Psychoanalytical and psychodynamic therapies

Written by Kate Norris
Kate Norris
Counselling Directory Content Team

Last updated 1st March 2024 | Next update due 1st March 2027

Psychoanalytical and psychodynamic therapies look at how your unconscious thoughts and perceptions developed throughout your childhood, and how this may affect your current behaviour and thoughts.

Unlike other forms of therapy, these aim to help create deep-seated change in your emotional development. Helping you to understand and resolve your problems by increasing your awareness of your inner self and how this can influence your relationships, a number of different psychoanalytic and psychodynamic therapies are available.


What therapies are available?

Dynamic interpersonal therapy

Dynamic interpersonal therapy (often referred to as DIT) is a type of interpersonal therapy, meaning it looks at the way we relate to others (and how this affects the way we see ourselves).

Jungian therapy

Jungian psychotherapy is a specific branch of psychodynamic therapy that works from the theories of Carl Jung, considered to be one of the forefathers of psychology.

Psychoanalysis

Psychoanalysis was developed by Sigmund Freud and focuses on an individual's unconscious, deep-rooted thoughts that often stem from childhood. Through free associations, dreams or fantasies, clients can learn how to interpret deeply buried memories or experiences that may be causing them distress.

Psychoanalytic therapy

Based on psychoanalysis, psychoanalytic therapy also focuses on how an individual's unconscious thoughts are influencing them.

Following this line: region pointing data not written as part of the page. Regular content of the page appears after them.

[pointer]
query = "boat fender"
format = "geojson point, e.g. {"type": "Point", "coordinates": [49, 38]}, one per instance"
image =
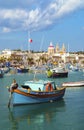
{"type": "Point", "coordinates": [49, 87]}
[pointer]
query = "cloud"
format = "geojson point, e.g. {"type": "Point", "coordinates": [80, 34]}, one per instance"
{"type": "Point", "coordinates": [36, 17]}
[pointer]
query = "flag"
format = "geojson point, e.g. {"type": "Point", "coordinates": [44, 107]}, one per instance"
{"type": "Point", "coordinates": [30, 40]}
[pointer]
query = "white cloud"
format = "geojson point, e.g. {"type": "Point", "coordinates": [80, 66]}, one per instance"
{"type": "Point", "coordinates": [37, 18]}
{"type": "Point", "coordinates": [5, 29]}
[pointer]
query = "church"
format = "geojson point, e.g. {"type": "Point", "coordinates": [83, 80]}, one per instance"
{"type": "Point", "coordinates": [56, 50]}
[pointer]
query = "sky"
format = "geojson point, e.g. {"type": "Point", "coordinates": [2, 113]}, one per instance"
{"type": "Point", "coordinates": [44, 21]}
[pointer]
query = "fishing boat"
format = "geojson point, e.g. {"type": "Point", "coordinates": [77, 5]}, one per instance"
{"type": "Point", "coordinates": [1, 74]}
{"type": "Point", "coordinates": [57, 73]}
{"type": "Point", "coordinates": [73, 84]}
{"type": "Point", "coordinates": [36, 91]}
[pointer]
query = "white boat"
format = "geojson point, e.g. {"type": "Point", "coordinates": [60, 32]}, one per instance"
{"type": "Point", "coordinates": [73, 84]}
{"type": "Point", "coordinates": [37, 91]}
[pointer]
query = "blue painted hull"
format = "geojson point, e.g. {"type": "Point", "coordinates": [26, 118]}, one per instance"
{"type": "Point", "coordinates": [33, 98]}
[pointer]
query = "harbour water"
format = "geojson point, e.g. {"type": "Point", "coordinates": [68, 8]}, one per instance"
{"type": "Point", "coordinates": [66, 114]}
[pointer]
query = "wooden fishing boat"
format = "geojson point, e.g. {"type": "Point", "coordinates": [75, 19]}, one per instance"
{"type": "Point", "coordinates": [36, 91]}
{"type": "Point", "coordinates": [57, 73]}
{"type": "Point", "coordinates": [73, 84]}
{"type": "Point", "coordinates": [1, 74]}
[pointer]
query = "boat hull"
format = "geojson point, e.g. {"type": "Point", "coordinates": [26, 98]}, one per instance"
{"type": "Point", "coordinates": [73, 84]}
{"type": "Point", "coordinates": [57, 74]}
{"type": "Point", "coordinates": [21, 98]}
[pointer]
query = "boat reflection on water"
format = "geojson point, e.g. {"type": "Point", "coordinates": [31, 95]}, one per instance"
{"type": "Point", "coordinates": [37, 113]}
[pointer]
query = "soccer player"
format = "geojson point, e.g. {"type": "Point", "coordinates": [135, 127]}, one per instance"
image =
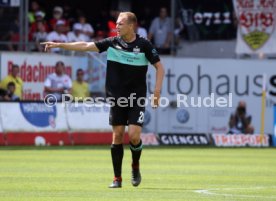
{"type": "Point", "coordinates": [127, 62]}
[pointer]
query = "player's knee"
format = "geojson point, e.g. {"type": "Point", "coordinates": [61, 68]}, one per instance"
{"type": "Point", "coordinates": [134, 139]}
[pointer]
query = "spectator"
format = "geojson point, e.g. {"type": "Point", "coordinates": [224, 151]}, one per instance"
{"type": "Point", "coordinates": [39, 19]}
{"type": "Point", "coordinates": [39, 36]}
{"type": "Point", "coordinates": [8, 95]}
{"type": "Point", "coordinates": [57, 35]}
{"type": "Point", "coordinates": [58, 83]}
{"type": "Point", "coordinates": [161, 32]}
{"type": "Point", "coordinates": [77, 34]}
{"type": "Point", "coordinates": [35, 7]}
{"type": "Point", "coordinates": [87, 29]}
{"type": "Point", "coordinates": [57, 16]}
{"type": "Point", "coordinates": [13, 35]}
{"type": "Point", "coordinates": [240, 121]}
{"type": "Point", "coordinates": [142, 31]}
{"type": "Point", "coordinates": [111, 24]}
{"type": "Point", "coordinates": [80, 88]}
{"type": "Point", "coordinates": [13, 77]}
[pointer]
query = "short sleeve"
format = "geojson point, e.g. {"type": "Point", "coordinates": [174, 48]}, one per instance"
{"type": "Point", "coordinates": [151, 53]}
{"type": "Point", "coordinates": [104, 44]}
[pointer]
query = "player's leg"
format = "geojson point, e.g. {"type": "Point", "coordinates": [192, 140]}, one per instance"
{"type": "Point", "coordinates": [136, 118]}
{"type": "Point", "coordinates": [136, 146]}
{"type": "Point", "coordinates": [118, 120]}
{"type": "Point", "coordinates": [117, 154]}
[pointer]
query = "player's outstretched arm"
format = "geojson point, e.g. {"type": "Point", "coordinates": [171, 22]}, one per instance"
{"type": "Point", "coordinates": [74, 46]}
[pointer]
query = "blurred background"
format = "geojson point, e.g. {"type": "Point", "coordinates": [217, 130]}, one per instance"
{"type": "Point", "coordinates": [217, 50]}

However, psychoanalytic therapy is usually less intensive than psychoanalysis.

Psychodynamic therapy

Psychodynamic therapy evolved from psychoanalytic therapy and seeks to discover how unconscious thoughts affect current behaviour. Psychodynamic therapy usually focuses on more immediate problems and attempts to provide a quicker solution.


Who can benefit?

These types of therapies can be especially helpful for those looking to resolve issues from their past. Instead of addressing a set of symptoms, psychoanalytical and psychodynamic therapy focuses on the individual’s personality, exploring the motivations and reasons behind specific characteristics and recurring difficulties they may be experiencing in day-to-day life.

Psychoanalytic psychotherapy can be especially helpful and effective for people who feel they have had long-standing bouts or periods of depression, sometimes going back to childhood experiences and trauma, and who want a bit of time to explore this, in order to move on with their lives.

- Psychotherapist Helen Swords (MA, UKCP Reg) in Depression: an unwelcome visitor who will not leave.

When is it used, and what can it help with?

Psychodynamic therapy is primarily used to help treat serious psychological disorders, depression, and to help those who feel like they may have lost meaning in their lives (or are having trouble with personal relationships). It has also been found to be effective in helping with social anxiety disorders, addiction, and eating disorders.

If you are experiencing emotional struggles, have experienced emotional trauma, exhibit self-destructive behaviour patterns, have ongoing relationship issues, or have a personality disorder, psychoanalytic therapy may be able to help.